The best likeness of the Duchess in her youth is the miniature by Zincke, collection Dukeof Buccleuch, engraved by H. Meyer, 1826. [6] Walpole, 14 July 1779, wrote to Lady Upper Ossory that 'Lady Jane Scott . . . has found in a cabinet at Ham a most enchanting picture in enamel by Zincke of the Duchess of Queensberry, which the Duke always carried in his pocket . . . in white with the hair all flowing, and beautiful as the Hours in Guido's "Aurora", and very like her to the last moment'. [7] The portrait was found in the house at Petersham, within the manor of Ham, which Lady Jane inherited from the, Duke of Queensberry. [8] A copy by Margaret (Smith), Countess of Lucan (d.1814), is in the Portland collection. [9] A portrait of the Duchess as a shepherdess by Kneller, lent to the ‘NPE', 1867 (156) by the Earl of Essex, has sometimes been questioned. Her eldest sister Jane, however, married, 1718, the 3rd Earl of Essex and portraits of both were in the sale of Kneller's remaining works, sold by Cock, 18 April 1726, lot 74, Lady Catherine Hyde, and lot 248, The Countess of Essex. [10]

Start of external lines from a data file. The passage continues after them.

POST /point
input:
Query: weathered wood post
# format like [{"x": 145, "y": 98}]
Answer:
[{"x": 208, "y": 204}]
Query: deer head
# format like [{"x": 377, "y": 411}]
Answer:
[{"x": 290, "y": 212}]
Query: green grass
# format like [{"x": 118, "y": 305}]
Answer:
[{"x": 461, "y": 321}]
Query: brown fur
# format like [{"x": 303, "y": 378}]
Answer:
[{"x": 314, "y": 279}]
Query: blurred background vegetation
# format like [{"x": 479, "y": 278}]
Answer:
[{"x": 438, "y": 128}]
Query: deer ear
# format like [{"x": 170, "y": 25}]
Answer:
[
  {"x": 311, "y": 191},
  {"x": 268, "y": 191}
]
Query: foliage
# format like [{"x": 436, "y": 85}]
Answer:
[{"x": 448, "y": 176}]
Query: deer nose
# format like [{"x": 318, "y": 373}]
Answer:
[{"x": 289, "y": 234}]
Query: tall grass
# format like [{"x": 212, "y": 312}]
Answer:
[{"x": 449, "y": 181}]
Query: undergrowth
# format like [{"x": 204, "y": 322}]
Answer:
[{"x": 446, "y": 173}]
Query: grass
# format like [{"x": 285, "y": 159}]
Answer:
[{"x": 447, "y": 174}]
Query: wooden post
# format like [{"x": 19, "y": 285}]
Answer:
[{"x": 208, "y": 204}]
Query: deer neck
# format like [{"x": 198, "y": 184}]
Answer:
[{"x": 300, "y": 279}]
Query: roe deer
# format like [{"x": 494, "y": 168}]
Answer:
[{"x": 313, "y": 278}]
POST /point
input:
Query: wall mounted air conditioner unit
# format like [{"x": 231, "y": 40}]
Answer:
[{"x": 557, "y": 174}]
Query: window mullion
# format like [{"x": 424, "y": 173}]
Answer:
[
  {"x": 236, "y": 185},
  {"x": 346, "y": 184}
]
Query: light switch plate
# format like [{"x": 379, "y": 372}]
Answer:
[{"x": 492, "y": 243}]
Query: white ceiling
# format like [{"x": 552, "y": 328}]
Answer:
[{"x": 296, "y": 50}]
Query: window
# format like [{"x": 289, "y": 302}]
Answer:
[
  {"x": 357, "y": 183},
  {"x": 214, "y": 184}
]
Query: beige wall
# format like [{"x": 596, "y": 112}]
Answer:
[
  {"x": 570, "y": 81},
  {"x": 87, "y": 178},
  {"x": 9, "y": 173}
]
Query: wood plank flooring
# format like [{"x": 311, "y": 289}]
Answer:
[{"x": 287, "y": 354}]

A half length by Mrs Delany, formerly in the collection of her sister Ann Granville, later owned by the latter's descendant Lady Llanover, is now known only from a 19th century engraving by J. Brown. [11] Zincke's miniature after 'a portrait by Mrs Delany formerly in her possession' was in the collection of Sir Arthur Harford, Bart. [12] The portrait of the Duchess with her husband and children in the Buccleuch collection, although lately attributed to Hudson, seems on stylistic grounds to be from the studio of Vanloo. A single portrait with head inclined against her left hand, is in the same collection with versions at Scone, Earl of Mansfield, attributed to. Vanloo, and in the Clarendon collection; the latter is inscribed 1748, [13] probably the date of the type. The portrait was first engraved, unattributed, by J. Ogborne from a. drawing by S. Harding, 1810, and in 1857 by W. Greatbach, wrongly as after Jervas. A pastel and oil replica of a portrait showing the sitter in old age, artist unknown, are at Drumlanrig, the former attributed to Catherine Read and apparently painted for Lord Thurlow c.1775. Versions of the type are the longer half length from the collection of the Duke of Sutherland and an oval head and shoulders belonging to Earl Cathcart, both in the 'NPE' of 1867 (296 and 278).

Notes

1. Scharf, p.369
2. C.H. Collins Baker, p.63 (374)
3. This has the same design as the whole length portrait of Mary Warde by A. Devis at Squerryes Court but neither NPG 238 nor any of the related portraits appear to be by this hand.
4. Lady Lewis, III, p.419
5. Lewis, 32 (Countess of Upper Ossory), I, pp.132-33
6. Sir R.C. Hoare, History of Modern Wiltshire, III, 1826, p.79
7. Lewis, 33 (Countess of Upper Ossory), II, p.110
8. Ibid, nn 18, 22
9. Goulding, p. 159 (233)
10. Lugt (394)
11. The Autobiography . . ., 1st series, I, opposite p.4; Burke, Peerage, 1862, p.666
12. Steegman, II, p.29 (22)
13. Information kindly supplied by R. Gibson, 1973, who points out that as with other copies in the Clarendon collection the dates inscribed are of the originals, not the copies.